No longer just fun you have after din­ner

China Daily (Hong Kong) - - COVER STORY - By XU LIN

First they did it in the karaoke bars, then they did it in liv­ing rooms and now they’re do­ing it in the bed­room.

In the early 1990s karaoke bars be­gan spring­ing up all over China, and be­fore long for many peo­ple karaoke singing had be­come the post­pran­dial en­ter­tain­ment of choice.

Then, with the help of com­puter pro­grams that can make any­one a karaoke DJ, the venue changed as it be­came pos­si­ble to or­ga­nize karaoke par­ties in the home or sim­ply let you en­ter­tain your­self and at the same time fan­ta­size about be­ing a star.

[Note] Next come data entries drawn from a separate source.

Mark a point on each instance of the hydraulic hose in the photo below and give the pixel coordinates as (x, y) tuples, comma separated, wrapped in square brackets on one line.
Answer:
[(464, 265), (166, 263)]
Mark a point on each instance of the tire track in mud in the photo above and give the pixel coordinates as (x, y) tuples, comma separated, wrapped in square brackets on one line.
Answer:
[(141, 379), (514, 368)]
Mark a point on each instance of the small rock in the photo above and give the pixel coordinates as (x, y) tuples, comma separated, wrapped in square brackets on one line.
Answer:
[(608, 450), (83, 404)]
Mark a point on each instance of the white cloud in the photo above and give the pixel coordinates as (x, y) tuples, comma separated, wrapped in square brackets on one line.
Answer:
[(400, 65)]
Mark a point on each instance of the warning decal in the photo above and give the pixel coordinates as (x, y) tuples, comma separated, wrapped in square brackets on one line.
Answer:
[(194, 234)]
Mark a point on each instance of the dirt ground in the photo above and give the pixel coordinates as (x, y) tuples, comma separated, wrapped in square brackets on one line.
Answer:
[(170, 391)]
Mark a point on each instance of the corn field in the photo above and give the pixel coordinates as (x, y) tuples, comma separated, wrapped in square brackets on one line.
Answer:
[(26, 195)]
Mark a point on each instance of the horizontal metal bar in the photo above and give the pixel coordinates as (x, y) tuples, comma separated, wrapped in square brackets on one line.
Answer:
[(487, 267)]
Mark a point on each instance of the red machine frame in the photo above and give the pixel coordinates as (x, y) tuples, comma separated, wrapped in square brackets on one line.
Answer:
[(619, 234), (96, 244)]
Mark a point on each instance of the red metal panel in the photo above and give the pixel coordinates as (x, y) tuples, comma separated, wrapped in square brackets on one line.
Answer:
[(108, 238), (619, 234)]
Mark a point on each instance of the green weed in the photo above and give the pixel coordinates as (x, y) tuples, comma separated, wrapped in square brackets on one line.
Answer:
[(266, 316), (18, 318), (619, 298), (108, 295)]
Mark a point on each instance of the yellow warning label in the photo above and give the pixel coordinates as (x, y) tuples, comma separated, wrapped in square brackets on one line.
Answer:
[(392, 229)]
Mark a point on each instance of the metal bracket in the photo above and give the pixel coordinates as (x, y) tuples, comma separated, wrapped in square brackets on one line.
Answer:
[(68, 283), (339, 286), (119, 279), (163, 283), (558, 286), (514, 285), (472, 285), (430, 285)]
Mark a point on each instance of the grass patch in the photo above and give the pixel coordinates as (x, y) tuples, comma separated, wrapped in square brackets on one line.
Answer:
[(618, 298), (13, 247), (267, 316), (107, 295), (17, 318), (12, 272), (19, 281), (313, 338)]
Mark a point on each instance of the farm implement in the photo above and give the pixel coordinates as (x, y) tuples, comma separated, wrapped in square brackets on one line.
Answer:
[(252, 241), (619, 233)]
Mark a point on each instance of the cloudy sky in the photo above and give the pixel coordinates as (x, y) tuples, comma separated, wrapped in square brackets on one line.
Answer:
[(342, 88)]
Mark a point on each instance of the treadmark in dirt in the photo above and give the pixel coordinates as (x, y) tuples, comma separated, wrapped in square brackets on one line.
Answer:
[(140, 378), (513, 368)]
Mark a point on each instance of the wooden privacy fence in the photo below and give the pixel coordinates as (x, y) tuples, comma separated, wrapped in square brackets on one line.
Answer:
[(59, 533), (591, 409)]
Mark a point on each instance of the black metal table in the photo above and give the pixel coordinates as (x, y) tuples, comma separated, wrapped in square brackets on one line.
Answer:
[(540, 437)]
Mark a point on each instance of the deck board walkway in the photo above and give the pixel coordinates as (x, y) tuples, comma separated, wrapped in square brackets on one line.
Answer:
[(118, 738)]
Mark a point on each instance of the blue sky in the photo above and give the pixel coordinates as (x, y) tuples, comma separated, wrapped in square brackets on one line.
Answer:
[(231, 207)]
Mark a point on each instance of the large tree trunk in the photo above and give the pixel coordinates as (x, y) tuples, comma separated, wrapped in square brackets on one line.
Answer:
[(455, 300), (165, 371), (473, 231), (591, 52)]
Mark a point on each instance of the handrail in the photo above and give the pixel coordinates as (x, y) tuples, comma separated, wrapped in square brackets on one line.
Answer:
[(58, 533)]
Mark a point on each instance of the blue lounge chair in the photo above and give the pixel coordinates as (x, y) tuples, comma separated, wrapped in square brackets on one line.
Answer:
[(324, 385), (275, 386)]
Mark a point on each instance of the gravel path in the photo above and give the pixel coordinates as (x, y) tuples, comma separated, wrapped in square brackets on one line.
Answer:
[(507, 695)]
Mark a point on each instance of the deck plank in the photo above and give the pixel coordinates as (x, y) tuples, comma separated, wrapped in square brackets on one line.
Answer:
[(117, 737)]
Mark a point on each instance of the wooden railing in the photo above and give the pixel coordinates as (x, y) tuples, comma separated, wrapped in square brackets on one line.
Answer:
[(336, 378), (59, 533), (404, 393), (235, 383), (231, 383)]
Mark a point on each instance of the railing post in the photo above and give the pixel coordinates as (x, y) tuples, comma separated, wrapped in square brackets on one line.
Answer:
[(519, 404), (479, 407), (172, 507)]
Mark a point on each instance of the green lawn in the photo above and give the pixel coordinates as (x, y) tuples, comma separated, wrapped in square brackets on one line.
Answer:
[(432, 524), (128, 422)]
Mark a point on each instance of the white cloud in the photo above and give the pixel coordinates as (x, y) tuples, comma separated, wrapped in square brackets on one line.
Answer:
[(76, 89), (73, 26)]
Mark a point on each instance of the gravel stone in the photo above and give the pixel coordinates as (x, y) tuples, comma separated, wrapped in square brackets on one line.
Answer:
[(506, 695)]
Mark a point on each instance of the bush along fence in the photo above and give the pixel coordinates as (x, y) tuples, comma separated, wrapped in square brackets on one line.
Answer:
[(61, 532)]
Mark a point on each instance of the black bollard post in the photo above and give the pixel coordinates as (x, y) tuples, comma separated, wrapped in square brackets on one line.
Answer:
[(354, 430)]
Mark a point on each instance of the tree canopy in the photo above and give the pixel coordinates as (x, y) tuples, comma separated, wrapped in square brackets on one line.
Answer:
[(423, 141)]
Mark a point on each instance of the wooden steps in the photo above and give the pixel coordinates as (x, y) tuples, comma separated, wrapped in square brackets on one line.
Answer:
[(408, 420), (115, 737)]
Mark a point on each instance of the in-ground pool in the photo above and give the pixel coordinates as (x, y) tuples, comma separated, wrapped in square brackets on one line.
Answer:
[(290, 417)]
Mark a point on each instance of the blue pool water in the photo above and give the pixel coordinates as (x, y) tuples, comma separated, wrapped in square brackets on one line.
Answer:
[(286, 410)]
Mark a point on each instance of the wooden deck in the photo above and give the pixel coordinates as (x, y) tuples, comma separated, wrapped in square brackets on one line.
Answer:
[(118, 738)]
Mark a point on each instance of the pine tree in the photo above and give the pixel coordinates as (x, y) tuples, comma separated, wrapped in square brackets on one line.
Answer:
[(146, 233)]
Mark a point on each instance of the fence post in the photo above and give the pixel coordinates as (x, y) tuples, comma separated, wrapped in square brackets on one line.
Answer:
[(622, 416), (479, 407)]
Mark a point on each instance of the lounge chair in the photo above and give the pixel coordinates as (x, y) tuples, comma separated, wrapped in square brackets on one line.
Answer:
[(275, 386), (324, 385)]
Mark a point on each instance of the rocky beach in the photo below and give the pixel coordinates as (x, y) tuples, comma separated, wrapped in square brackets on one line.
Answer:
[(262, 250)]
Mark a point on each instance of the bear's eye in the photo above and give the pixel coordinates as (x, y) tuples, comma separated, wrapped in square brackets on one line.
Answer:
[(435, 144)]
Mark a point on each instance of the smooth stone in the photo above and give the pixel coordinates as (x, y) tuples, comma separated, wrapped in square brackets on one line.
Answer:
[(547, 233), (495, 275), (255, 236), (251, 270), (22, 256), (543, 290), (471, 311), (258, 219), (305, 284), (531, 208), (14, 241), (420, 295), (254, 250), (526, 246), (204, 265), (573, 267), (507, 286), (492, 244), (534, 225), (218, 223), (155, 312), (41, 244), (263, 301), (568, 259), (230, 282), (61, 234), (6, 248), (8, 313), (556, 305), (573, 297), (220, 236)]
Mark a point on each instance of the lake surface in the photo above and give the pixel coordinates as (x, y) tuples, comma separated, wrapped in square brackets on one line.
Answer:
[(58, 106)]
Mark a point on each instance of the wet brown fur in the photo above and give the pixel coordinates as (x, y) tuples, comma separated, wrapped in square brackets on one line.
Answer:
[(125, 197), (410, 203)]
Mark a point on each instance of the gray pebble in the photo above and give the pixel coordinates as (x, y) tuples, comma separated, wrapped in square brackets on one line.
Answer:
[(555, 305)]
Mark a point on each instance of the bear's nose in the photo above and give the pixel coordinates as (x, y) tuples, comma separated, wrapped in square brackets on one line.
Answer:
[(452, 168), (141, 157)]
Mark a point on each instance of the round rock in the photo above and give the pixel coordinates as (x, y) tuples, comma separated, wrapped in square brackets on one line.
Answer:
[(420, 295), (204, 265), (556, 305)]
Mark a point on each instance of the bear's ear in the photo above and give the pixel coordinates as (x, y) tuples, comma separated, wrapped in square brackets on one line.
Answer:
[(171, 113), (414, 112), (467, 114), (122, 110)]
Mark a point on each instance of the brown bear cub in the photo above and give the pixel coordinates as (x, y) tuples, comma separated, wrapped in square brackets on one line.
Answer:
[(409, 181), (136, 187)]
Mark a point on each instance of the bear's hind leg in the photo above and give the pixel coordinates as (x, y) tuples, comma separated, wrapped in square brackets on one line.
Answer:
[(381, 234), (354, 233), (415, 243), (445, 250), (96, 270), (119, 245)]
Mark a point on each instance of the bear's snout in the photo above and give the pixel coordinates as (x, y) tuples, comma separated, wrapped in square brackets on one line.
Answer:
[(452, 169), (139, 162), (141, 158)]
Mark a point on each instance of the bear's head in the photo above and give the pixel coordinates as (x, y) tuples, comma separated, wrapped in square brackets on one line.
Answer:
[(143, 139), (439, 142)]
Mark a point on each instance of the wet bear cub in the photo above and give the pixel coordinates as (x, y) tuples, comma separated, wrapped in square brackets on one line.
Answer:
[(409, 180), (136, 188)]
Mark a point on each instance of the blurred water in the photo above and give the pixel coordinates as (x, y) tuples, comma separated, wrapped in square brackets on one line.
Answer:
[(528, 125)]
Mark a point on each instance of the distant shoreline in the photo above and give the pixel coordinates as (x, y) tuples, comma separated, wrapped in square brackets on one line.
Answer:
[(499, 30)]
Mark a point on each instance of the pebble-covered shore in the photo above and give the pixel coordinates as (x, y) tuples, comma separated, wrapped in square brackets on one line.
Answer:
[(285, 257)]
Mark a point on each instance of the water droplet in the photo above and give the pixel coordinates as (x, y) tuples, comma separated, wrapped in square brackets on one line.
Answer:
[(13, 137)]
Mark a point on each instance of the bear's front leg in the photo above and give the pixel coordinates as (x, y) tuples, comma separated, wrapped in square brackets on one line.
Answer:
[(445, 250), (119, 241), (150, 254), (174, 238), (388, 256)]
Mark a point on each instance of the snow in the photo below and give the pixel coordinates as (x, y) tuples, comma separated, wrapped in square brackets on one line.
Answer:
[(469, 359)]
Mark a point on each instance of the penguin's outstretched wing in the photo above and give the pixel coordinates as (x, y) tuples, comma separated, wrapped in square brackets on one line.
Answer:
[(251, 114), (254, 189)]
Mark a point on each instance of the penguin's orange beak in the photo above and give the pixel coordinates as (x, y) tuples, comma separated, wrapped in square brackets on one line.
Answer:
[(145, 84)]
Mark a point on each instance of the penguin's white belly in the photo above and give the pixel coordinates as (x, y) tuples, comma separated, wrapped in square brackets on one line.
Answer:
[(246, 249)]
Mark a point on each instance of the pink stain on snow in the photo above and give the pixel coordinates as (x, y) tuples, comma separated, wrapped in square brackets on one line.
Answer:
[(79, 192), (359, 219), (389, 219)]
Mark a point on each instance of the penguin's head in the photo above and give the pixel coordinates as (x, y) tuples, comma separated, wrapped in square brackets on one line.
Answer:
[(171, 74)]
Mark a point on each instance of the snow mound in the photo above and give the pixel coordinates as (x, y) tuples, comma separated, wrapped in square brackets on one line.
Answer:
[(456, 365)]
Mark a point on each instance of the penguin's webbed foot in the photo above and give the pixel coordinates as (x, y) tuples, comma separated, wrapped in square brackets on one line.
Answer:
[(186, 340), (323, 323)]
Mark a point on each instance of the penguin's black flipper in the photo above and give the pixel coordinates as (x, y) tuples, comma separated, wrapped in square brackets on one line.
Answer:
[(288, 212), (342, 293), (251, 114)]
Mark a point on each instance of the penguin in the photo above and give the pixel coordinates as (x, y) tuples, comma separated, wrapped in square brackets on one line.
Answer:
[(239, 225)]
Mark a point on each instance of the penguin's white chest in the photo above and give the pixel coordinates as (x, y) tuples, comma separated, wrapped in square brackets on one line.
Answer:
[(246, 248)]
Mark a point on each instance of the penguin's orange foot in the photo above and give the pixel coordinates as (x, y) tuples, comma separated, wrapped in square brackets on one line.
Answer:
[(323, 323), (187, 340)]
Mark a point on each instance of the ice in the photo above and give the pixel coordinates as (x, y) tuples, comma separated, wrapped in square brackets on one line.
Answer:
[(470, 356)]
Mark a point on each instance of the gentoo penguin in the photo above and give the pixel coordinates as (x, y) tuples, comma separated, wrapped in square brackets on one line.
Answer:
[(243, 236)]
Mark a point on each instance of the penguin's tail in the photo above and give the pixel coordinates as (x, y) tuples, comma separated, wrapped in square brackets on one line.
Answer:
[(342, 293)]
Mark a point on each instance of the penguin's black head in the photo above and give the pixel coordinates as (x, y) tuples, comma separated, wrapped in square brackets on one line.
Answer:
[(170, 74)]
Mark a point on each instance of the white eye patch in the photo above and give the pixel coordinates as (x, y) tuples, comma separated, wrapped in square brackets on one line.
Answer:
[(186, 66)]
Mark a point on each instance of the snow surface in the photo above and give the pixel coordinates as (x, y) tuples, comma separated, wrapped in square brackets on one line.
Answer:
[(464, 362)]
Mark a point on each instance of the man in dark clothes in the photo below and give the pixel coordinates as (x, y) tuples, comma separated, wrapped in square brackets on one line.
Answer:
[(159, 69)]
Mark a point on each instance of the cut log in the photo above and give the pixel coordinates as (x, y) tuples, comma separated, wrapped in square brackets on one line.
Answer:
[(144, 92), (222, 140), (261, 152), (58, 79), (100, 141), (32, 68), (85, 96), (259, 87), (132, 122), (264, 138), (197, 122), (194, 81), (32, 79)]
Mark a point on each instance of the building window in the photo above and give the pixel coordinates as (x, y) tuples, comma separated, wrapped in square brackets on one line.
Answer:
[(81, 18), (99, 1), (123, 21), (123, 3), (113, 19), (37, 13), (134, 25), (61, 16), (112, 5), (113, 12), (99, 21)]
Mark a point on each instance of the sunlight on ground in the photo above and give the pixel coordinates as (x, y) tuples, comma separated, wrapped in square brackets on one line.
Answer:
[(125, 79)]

In the next wave of change, in the era of the in­ter­net — and more lately the app and so­cial net­work­ing of the past four years or so — the soft­ware was adapted to mo­bile de­vices and be­came much more so­phis­ti­cated. Thus a form of leisure that had been en­joyed in public and then to a cer­tain ex­tent had re­treated to the pri­vate realm re­asserted it­self in public thanks to the likes of live stream­ing and the abil­ity to dis­trib­ute mu­sic and en­gage with au­di­ences.

A re­port by the in­ter­net con­sul­tancy Analysys of Bei­jing in June sug­gested that the new lease on life that karaoke has been given can be at least partly at­trib­uted to the huge pop­u­lar­ity of tele­vi­sion tal­ent shows. In fact some of the com­pa­nies that de­velop and dis­trib­ute mo­bile karaoke apps have formed al­liances with the TV pro­duc­ers as they seek to cash in on the pop­u­lar­ity of these shows.

In the first quar­ter of this year more than 57 mil­lion mo­bile karaoke apps had been in­stalled on de­vices in China, Analysys said, and most users were born in the 1990s.

Many were from provin­cial cap­i­tals, and most were stu­dents, free­lancers or self-em­ployed, and the fe­male users out­num­bered the male users. About 62 per­cent of the users of the app Changba were fe­males, and about 60 per­cent of the users of WeSing were fe­male, Analysys said.

The apps pro­vide a good plat­form for bud­ding in­ter­net celebri­ties to be­come bet­ter known, Analysys said, and once they are well known enough they can take part in the apps’ singing con­tests or re­al­ity shows to be­come even bet­ter known.